As condenações de José Dirceu, José Genoino e Delúbio Soares, bem como a
prisão preventiva de Vaccari, evidenciam que, no núcleo dirigente do
PT, incrustou-se uma organização criminosa. A se julgar pelas receitas
da empresa de consultoria de Dirceu e pelas movimentações bancárias da
família Vaccari, a corrupção tradicional, essa "velha senhora" (Dilma
Rousseff), está entre as atividades da quadrilha. O seu foco, porém, é a
corrupção de novo tipo, "netinha peralta da velha senhora" (Roberto
Romano), destinada a cristalizar um bloco de poder.

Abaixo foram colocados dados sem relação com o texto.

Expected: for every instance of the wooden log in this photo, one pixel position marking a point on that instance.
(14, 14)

Mas nada disso
autoriza a impressão de um carimbo policial na estrela do PT.
O PT não se confunde com a organização criminosa nele incrustada. O
partido, semeado no chão da luta contra a ditadura militar, não é uma
sigla de conveniência como as criadas por Gilberto Kassab, o despachante
do Planalto para negócios cartoriais. É sua militância e sua base de
filiados, responsável por eleições internas que mobilizam centenas de
milhares de cidadãos. É, sobretudo, sua base eleitoral, constituída por
vários milhões de brasileiros. O PT é parte do que somos.

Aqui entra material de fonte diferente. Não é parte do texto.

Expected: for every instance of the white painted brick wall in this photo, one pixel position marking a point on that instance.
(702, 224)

Sibá Machado, líder petista no Senado, classificou como "política" a
prisão de Vaccari. Os políticos presos do PT ergueram os punhos para
declarar-se prisioneiros políticos. André Vargas repetiu o gesto no
Congresso, diante de Joaquim Barbosa, para dizer que o PT não reconhece a
legitimidade do STF. O Partido cindiu o país em "nós" e "eles",
reproduzindo no plano da linguagem o que fazem, por meios policiais,
regimes autoritários de esquerda. O Partido celebra tiranias, aplaude
violações de direitos políticos em Cuba e na Venezuela, clama pela
limitação da liberdade de imprensa no Brasil, fabrica listas negras de
críticos, qualificando-os como "inimigos da pátria". Mas a aversão
petista ao equilíbrio de poderes e à pluralidade política não justifica o
erro simétrico, que é crismar o PT como "inimigo da pátria".
Na mensagem ao 5º Congresso Nacional do PT, a direção partidária
interpreta o "sentimento antipetista" como reação conservadora "às ações
políticas de inclusão social" dos governos Lula e Dilma. Vendando os
olhos dos militantes, embalando-os numa ilusão complacente, os
dirigentes postergam uma difícil, mas inevitável, revisão crítica. De
fato, o "sentimento antipetista" expressa a vontade de evitar a
identificação entre Estado e Partido. Já a manipulação exterminista
desse sentimento não passa de uma cópia invertida do desejo petista de
anular o direito à divergência.
No Palácio, o PT perdeu o patrimônio moral indispensável para defender a
democracia. Hoje, triste ironia, são os críticos do PT que podem
desempenhar o papel de advogados da sua existência como ator legítimo.
Pedir o impeachment da presidente, por bons ou maus motivos, não atenta
contra a ordem democrática. Sobram razões para gritar por um governo sem
o PT, algo que serviria tanto ao Brasil quanto ao PT, que só na
planície será capaz de entender as virtudes do pluralismo político. Por
outro lado, cultivar a ideia da supressão do PT revela o impulso
autoritário de amputar nossa história.
Vaccari é caso de polícia; o PT, não. A estrela fica.